コンピューター版の開発はまだ「80 Days」ほど進んでいないため、開発チームはまだ詳細を発表する準備ができていません。しかし、Ingold氏によると、現在開発中のゲーム体験の合理化とグラフィックの最適化に加え、「80 Days」の作曲家Laurence Chapman氏がパート2用の新曲を制作中とのことです。そして、Steve Jackson's Sorcery! の4作目にして最終作となる本作がリリースされた際には、Inkle社はMac、PC、iOS、Androidの全プラットフォーム向けに同日リリースを予定しています。
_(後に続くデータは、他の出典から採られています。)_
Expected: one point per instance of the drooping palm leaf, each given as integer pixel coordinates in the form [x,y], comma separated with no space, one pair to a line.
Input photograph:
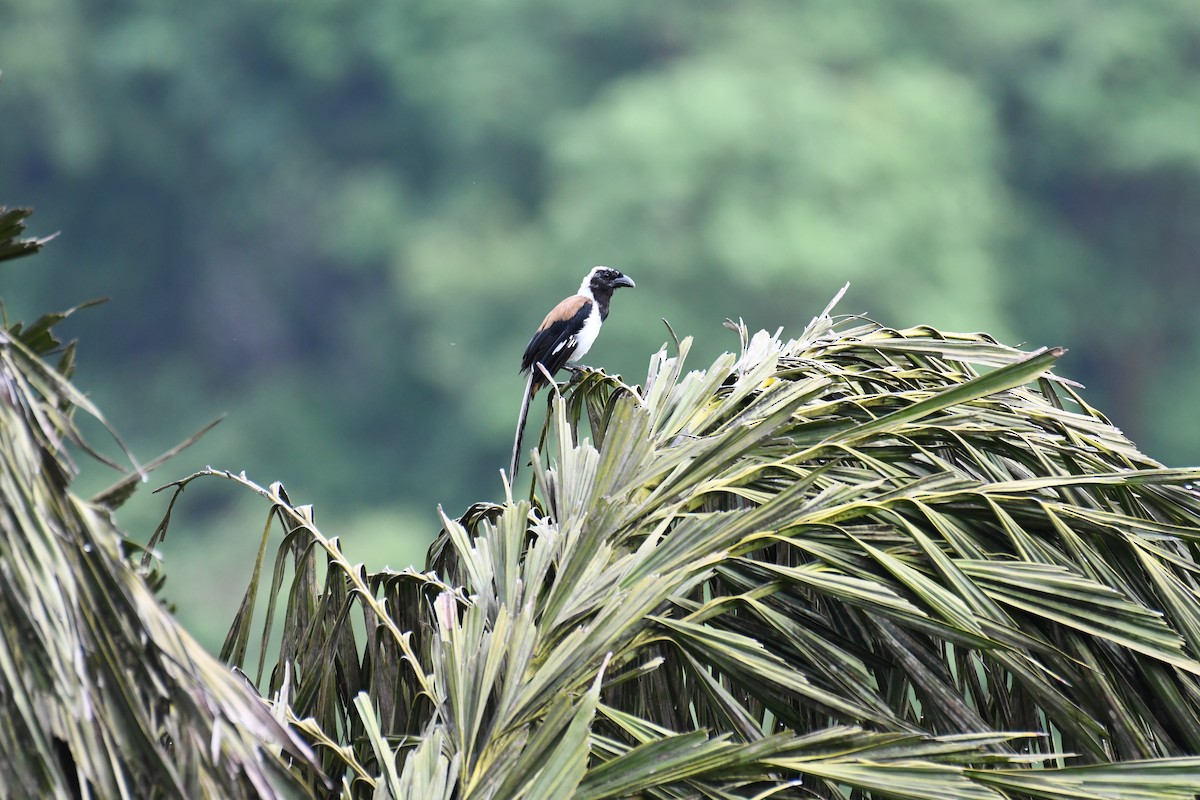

3人の従業員と複数の契約社員を抱えるスタジオにとって、これは大変な課題ですが、『80 Days』と近々リリース予定の『Sorcery!』でMacを採用したことで、Inkleは将来、より大きな可能性を秘めています。「Inkleは、タブレットやスマートフォンでどんな新しい物語体験が可能かを探るために設立されました。その実験の成果をよりパワフルなデスクトップマシンに持ち込むことができ、本当に満足しています」とインゴールド氏は断言します。「私たちはかなり野心的なアイデアを持っています。」